Les nouveaux défis de la politique africaine de la France
Entretien avec Alain Antil, directeur du Centre Afrique subsaharienne de l’Ifri
Par Christine Holzbauer, à Paris (*)
Auditionné le 13 décembre par la Commission de la défense nationale et des forces armées de l’Assemblée nationale, le directeur du Centre Afrique subsaharienne de l’Ifri, Alain Antil, s’inquiète de l’expansion des foyers djihadistes implantés dans le Sahel central ainsi que de l’affaiblissement des pouvoirs civils dans la région. Dans l’entretien qu’il nous a accordé, Il revient sur les succès et échecs de la politique française au Sahel et des changements géopolitiques qui y ont lieu, parmi lesquels la création de l’Alliance des Etats du Sahel (AES). Un entretien à la une de DIFA 5.
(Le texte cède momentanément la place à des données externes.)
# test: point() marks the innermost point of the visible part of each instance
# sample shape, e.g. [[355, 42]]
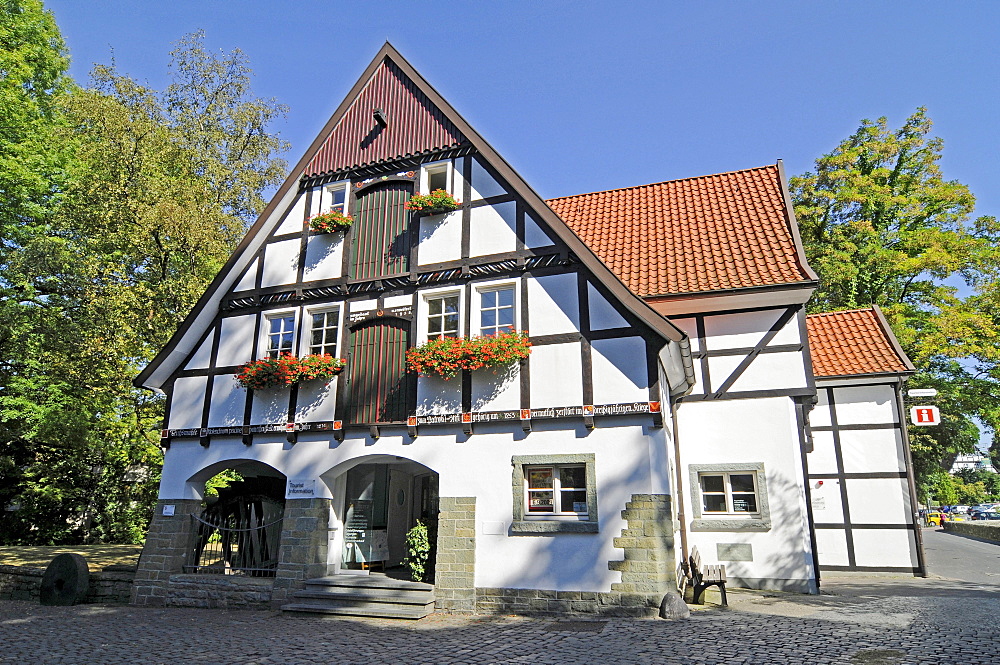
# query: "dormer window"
[[280, 334], [436, 176], [334, 198]]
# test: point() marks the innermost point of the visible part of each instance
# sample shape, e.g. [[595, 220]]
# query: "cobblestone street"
[[879, 621], [919, 621]]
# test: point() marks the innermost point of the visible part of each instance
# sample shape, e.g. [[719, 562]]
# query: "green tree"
[[882, 226], [145, 214]]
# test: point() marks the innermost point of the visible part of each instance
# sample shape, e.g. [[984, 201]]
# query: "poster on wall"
[[359, 520]]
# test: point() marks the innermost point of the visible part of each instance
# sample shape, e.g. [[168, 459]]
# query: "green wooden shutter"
[[381, 244], [379, 387]]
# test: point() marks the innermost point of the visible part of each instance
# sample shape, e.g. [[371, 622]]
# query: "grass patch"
[[97, 556]]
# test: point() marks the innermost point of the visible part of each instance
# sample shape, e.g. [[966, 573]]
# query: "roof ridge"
[[844, 311], [664, 182]]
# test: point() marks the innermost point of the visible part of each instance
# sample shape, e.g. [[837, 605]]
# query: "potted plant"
[[447, 356], [434, 203], [286, 370], [330, 222]]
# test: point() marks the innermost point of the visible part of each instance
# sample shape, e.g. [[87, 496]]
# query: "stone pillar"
[[304, 543], [455, 572], [170, 540], [648, 541]]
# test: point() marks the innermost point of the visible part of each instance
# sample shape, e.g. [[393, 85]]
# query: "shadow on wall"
[[562, 290], [319, 249], [312, 396], [788, 554], [492, 384]]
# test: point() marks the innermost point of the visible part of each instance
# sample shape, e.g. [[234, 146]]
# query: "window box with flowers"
[[435, 203], [286, 370], [447, 356], [330, 222]]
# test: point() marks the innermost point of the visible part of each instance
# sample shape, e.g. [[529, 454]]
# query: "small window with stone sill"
[[554, 493], [729, 497]]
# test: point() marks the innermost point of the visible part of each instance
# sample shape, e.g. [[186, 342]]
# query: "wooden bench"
[[701, 577]]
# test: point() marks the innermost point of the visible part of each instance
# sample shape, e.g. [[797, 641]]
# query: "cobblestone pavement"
[[884, 621], [876, 621]]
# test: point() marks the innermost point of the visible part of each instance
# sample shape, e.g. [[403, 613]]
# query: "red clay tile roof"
[[724, 231], [853, 342]]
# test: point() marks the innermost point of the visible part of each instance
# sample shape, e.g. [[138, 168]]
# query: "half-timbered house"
[[663, 404]]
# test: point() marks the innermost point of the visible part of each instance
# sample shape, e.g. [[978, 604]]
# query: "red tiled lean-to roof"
[[854, 342], [710, 233]]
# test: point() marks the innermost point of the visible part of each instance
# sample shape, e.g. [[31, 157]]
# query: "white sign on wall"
[[300, 488], [925, 415]]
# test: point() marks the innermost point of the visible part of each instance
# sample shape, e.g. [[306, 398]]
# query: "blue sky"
[[582, 96]]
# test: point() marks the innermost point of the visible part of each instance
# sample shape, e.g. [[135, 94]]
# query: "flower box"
[[287, 370], [447, 356], [330, 222], [435, 203]]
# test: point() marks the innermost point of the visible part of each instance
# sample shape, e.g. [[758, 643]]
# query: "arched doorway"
[[381, 498], [238, 530]]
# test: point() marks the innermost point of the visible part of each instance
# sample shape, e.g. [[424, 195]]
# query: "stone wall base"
[[567, 603], [227, 592], [107, 587]]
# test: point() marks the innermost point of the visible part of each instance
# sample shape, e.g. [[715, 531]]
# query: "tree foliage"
[[100, 266], [882, 226]]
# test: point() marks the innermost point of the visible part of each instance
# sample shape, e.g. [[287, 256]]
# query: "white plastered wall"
[[753, 431], [629, 459]]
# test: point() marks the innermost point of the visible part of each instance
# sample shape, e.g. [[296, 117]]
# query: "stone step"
[[377, 610], [368, 582], [314, 595]]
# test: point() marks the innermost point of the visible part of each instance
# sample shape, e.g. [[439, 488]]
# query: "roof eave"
[[792, 222]]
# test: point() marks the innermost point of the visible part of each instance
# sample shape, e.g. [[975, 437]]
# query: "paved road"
[[961, 558], [886, 621]]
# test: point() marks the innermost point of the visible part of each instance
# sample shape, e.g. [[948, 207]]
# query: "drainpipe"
[[805, 447], [911, 480], [680, 484]]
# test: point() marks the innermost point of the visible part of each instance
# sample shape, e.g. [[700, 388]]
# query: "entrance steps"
[[364, 596]]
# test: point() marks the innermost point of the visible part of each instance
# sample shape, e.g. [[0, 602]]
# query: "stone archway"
[[173, 532]]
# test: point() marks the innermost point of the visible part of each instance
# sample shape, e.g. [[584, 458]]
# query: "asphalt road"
[[961, 558]]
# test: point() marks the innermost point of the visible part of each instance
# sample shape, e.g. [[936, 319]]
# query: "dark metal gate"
[[379, 387], [381, 243]]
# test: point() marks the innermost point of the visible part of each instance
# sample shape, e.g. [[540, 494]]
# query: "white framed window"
[[497, 311], [437, 175], [324, 331], [554, 493], [729, 497], [555, 490], [279, 334], [442, 314], [729, 493], [334, 197]]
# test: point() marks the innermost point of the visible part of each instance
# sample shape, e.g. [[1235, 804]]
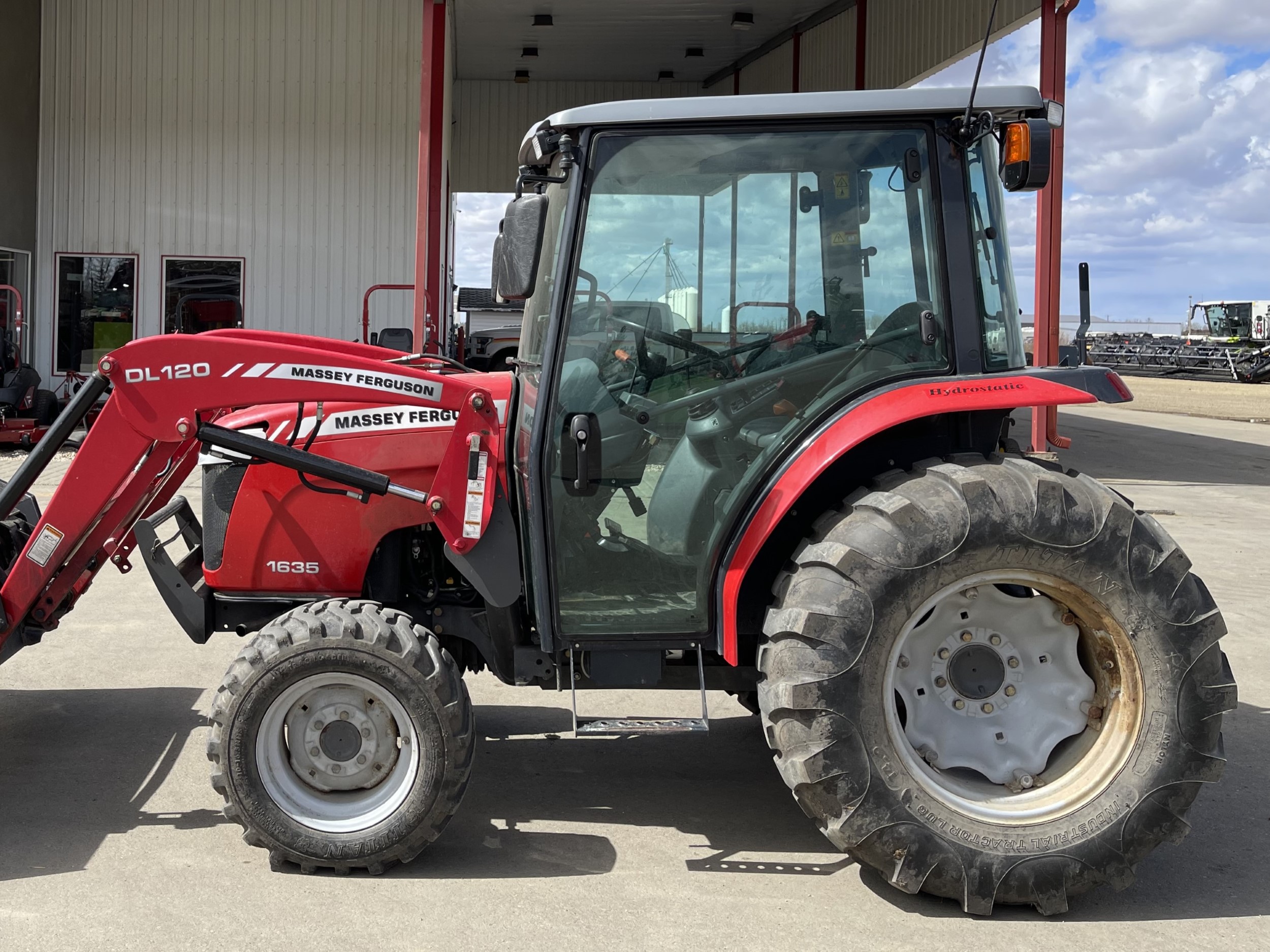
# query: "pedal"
[[626, 727]]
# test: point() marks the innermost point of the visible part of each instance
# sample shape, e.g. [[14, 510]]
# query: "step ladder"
[[639, 725]]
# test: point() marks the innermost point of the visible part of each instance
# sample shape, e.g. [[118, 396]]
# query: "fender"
[[880, 410]]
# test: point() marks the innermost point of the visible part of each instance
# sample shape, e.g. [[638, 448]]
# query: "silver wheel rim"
[[1033, 739], [337, 753]]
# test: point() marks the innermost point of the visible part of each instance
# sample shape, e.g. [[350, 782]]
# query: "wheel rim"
[[1012, 709], [337, 753]]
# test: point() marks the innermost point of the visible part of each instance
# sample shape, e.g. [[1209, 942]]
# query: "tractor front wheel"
[[995, 682], [342, 738]]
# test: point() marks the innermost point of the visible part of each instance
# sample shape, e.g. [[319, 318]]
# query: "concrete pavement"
[[112, 838]]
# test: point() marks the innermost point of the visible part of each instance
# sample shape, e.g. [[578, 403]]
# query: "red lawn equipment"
[[790, 478]]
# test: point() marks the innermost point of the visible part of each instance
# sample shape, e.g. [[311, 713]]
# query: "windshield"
[[729, 287]]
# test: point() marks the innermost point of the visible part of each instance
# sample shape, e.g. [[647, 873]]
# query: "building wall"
[[906, 42], [285, 133], [491, 118], [19, 133]]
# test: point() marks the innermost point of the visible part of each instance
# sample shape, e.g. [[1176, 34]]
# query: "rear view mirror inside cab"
[[1025, 155], [519, 245]]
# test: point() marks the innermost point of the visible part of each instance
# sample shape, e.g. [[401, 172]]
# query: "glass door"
[[729, 288]]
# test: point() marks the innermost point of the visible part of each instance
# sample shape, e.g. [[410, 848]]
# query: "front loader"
[[779, 468]]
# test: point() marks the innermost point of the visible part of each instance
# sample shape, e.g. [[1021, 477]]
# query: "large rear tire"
[[995, 682], [342, 738]]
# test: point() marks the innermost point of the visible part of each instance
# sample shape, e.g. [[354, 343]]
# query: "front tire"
[[995, 682], [342, 738]]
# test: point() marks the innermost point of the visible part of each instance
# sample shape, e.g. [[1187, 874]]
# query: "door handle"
[[580, 428]]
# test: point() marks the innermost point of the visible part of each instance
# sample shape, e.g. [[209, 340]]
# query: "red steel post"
[[1050, 221], [428, 209]]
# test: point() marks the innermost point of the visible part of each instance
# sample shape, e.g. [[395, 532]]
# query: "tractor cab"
[[705, 283]]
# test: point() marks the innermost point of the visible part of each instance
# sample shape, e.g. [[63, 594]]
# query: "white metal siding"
[[910, 40], [285, 133], [491, 118], [773, 73], [906, 42], [827, 56]]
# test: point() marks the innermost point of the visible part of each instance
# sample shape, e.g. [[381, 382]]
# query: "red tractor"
[[774, 461]]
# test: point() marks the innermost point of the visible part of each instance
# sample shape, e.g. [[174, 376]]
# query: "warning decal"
[[45, 545], [475, 499]]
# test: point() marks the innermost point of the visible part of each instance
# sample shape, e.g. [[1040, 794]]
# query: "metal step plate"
[[643, 725]]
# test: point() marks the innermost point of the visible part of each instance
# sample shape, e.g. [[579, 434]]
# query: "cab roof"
[[1005, 102]]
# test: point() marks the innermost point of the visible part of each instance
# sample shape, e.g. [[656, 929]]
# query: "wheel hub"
[[991, 682], [341, 738], [977, 672]]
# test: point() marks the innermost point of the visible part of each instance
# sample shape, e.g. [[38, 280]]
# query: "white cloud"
[[1151, 23]]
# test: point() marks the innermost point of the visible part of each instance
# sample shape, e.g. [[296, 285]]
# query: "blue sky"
[[1167, 156]]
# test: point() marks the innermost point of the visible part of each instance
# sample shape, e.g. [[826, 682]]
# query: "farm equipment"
[[1228, 339], [983, 676]]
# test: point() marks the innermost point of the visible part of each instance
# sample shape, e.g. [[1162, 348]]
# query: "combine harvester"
[[1227, 339]]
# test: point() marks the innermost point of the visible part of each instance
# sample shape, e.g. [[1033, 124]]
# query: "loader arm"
[[145, 442]]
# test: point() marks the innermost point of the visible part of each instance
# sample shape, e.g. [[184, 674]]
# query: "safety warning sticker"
[[45, 545], [475, 499]]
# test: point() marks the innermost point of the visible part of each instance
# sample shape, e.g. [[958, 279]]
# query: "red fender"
[[869, 418]]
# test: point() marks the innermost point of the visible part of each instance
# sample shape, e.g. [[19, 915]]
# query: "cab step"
[[629, 727]]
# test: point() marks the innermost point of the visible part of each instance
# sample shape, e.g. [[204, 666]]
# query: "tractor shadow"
[[720, 787], [79, 766], [1221, 869]]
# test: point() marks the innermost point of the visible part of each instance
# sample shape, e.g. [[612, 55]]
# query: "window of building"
[[201, 293], [96, 309], [16, 272]]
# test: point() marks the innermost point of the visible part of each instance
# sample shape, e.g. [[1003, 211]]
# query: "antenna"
[[972, 134]]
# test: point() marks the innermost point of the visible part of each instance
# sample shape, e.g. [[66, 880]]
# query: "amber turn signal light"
[[1018, 144]]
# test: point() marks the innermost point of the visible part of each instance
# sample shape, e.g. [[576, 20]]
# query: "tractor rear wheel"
[[342, 738], [995, 682]]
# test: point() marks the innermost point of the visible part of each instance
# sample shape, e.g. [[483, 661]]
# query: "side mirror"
[[520, 247], [1025, 156]]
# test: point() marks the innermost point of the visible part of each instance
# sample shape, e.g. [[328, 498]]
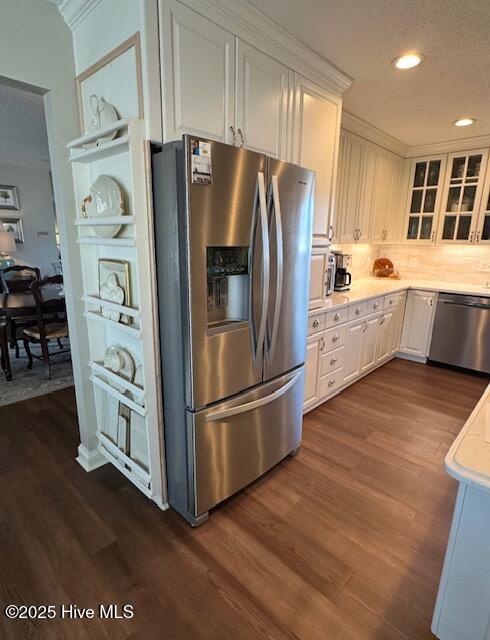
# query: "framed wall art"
[[114, 286], [14, 226], [9, 197]]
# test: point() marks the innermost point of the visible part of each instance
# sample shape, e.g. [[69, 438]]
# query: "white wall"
[[37, 213], [36, 49]]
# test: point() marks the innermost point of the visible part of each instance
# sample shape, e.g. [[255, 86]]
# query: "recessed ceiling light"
[[408, 61], [464, 122]]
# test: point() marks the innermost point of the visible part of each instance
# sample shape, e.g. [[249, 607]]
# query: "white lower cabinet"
[[417, 325], [340, 352], [312, 369], [386, 336], [369, 343], [352, 360]]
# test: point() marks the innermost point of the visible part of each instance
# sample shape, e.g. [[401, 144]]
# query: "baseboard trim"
[[412, 358], [90, 460]]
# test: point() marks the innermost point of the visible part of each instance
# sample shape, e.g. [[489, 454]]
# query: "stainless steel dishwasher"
[[461, 334]]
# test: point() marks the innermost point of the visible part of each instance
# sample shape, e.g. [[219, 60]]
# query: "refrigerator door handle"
[[276, 207], [255, 404], [265, 264]]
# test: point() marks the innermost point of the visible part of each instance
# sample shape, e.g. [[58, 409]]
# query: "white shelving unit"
[[126, 159]]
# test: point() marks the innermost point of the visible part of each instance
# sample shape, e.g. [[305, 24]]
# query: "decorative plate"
[[105, 199], [120, 362], [112, 292]]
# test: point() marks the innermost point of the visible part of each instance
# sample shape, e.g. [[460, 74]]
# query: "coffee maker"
[[343, 278]]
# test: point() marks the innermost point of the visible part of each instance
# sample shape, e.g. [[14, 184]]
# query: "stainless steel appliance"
[[343, 278], [232, 239], [461, 333], [330, 274]]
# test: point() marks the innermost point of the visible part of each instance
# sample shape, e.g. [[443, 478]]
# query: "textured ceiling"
[[23, 137], [362, 37]]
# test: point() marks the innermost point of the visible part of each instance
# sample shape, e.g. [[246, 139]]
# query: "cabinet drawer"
[[335, 338], [393, 300], [330, 382], [332, 361], [335, 316], [357, 310], [316, 323], [375, 304]]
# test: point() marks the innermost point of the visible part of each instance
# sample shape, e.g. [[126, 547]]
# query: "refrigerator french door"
[[232, 240]]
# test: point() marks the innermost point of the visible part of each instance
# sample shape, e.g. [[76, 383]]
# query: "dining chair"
[[49, 326], [22, 278], [3, 345]]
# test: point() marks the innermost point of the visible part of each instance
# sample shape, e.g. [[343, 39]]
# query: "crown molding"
[[369, 132], [75, 11], [464, 144], [254, 27], [373, 134]]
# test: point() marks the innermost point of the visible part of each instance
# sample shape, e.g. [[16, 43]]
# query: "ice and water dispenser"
[[228, 286]]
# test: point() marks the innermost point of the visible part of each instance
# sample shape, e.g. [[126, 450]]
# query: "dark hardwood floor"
[[344, 541]]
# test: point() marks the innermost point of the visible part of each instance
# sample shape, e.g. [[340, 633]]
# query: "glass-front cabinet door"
[[483, 226], [424, 196], [462, 195]]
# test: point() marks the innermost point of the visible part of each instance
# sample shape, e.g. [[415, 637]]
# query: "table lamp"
[[7, 246]]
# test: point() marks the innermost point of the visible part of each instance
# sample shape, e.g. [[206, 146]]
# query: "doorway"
[[29, 255]]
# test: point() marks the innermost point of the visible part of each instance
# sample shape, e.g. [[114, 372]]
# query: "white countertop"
[[468, 459], [373, 287]]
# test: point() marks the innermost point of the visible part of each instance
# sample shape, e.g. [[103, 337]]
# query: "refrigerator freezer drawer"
[[239, 440]]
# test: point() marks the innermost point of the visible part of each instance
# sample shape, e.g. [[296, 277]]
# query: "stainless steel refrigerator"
[[232, 241]]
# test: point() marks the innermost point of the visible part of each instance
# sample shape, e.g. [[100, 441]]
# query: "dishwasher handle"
[[474, 305]]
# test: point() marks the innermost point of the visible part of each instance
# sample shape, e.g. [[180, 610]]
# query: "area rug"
[[31, 383]]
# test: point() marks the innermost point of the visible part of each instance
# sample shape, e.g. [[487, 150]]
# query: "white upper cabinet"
[[318, 277], [350, 188], [369, 186], [262, 97], [483, 226], [198, 75], [424, 199], [462, 195], [388, 198], [317, 116]]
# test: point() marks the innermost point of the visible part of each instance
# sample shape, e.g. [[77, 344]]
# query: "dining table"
[[21, 305]]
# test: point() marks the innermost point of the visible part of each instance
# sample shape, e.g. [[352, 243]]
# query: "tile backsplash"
[[466, 264], [363, 256]]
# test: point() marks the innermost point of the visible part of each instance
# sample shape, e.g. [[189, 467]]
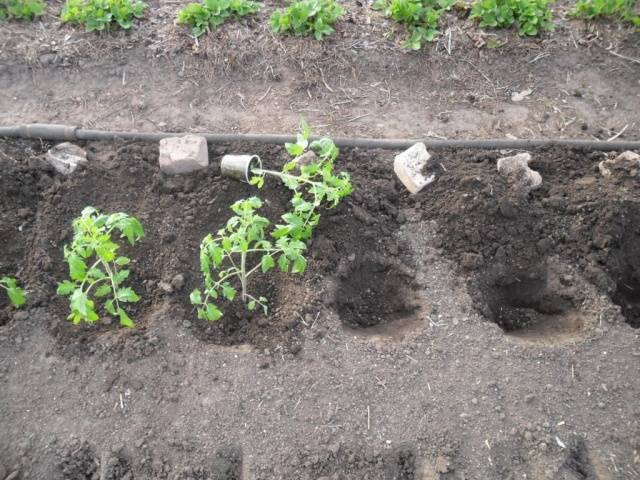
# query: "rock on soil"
[[409, 165], [517, 172], [183, 154], [65, 157]]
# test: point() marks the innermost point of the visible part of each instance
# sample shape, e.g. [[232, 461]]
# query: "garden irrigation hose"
[[55, 132]]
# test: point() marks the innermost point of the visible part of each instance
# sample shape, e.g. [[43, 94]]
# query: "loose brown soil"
[[380, 362], [462, 333]]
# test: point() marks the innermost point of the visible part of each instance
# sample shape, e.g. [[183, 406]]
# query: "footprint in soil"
[[374, 291]]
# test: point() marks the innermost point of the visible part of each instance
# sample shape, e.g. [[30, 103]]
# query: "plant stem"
[[243, 274]]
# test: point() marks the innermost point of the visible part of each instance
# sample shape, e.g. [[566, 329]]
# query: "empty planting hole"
[[373, 292], [626, 266], [524, 302]]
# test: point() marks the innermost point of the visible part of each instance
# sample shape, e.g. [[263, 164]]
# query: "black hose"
[[69, 133]]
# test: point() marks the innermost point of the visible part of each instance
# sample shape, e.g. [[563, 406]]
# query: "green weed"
[[209, 14], [102, 14], [306, 17], [531, 16], [421, 17], [21, 9]]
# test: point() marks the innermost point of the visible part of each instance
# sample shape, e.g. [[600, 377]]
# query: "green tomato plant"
[[17, 296], [95, 266], [531, 16], [245, 245], [209, 14], [21, 9], [310, 175], [625, 10], [239, 250], [102, 14], [306, 17], [421, 17]]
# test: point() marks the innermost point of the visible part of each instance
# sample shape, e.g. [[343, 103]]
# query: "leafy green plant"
[[21, 9], [242, 239], [314, 184], [92, 242], [243, 247], [209, 14], [102, 14], [306, 17], [421, 17], [626, 10], [531, 16], [17, 296]]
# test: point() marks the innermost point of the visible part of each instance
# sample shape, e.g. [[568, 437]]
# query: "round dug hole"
[[625, 265], [374, 292], [530, 304]]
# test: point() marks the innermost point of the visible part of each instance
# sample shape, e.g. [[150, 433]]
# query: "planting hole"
[[625, 267], [528, 303], [374, 292]]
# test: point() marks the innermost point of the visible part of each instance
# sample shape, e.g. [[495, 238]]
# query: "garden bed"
[[463, 332]]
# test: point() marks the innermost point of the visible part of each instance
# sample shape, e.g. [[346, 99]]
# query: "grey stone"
[[626, 160], [65, 157], [517, 172], [184, 154], [408, 167]]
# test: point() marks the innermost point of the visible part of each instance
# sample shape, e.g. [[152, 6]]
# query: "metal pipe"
[[67, 132]]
Lors de votre audition, vous avez dénoncé l’incapacité de l’exécutif français à lire un certain nombre de signaux en provenance des Etats du Sahel qui se sont traduits par une succession de coups d’Etat. Comment l’expliquez-vous ?
Effectivement, des chercheurs sahéliens et français ont relayé ces signaux. Des analyses internes au ministère des Affaires étrangères et des rapports parlementaires sont venus les compléter. Pourquoi ces signaux n’ont-ils pas été perçus au sommet de l’Etat ? Mystère… Concernant les coups d’états, il ne faut toutefois pas sombrer dans la paranoïa en pensant que chacun d’entre eux est un acte contre la France. C’est d’abord un échec des dirigeants en place en ce qui concerne le Mali, le Burkina Faso et le Niger. Ensuite, les coups d’états en Guinée et au Gabon n’ont pas, au moment où nous parlons, de coloration anti-française. Il faut aussi rappeler que la dégradation des relations avec le Mali s’est faite après ce qu’on a appelé « le coup d’État dans le coup d’État », au printemps 2021. Le président Paul-Henri Sandaogo Damiba n’était pas particulièrement antifrançais.
La remise du rapport Fuchs Tabarot en novembre sur la relation entre la France et l’Afrique a fait couler beaucoup d’encre. Ce regain d’intérêt des parlementaires français à l’égard de l’Afrique arrive-t-il trop tard ?
Il y a eu ces dernières années, tant sur la politique africaine de la France que sur l’opération Barkhane, différentes réunions au Sénat comme à l’Assemblée nationale. Le problème, c’est que les rapports parlementaires pèsent peu sur l’exécutif qui -et c’est encore plus vrai sur les questions de politique étrangère les ignore superbement. La cinquième république porte en elle une concentration importante des pouvoirs autour de la personnalité du chef de l’état. C’est donc de la responsabilité de l’Elysée de rester ouvert à une pluralité d’analyses, y compris quand celles-ci ne confirment pas la réflexion ou les intuitions qui ont présidé à l’établissement de la ligne politique.
Quelles sont les principales leçons que la France devrait en tirer, à l’avenir, pour sa politique africaine ?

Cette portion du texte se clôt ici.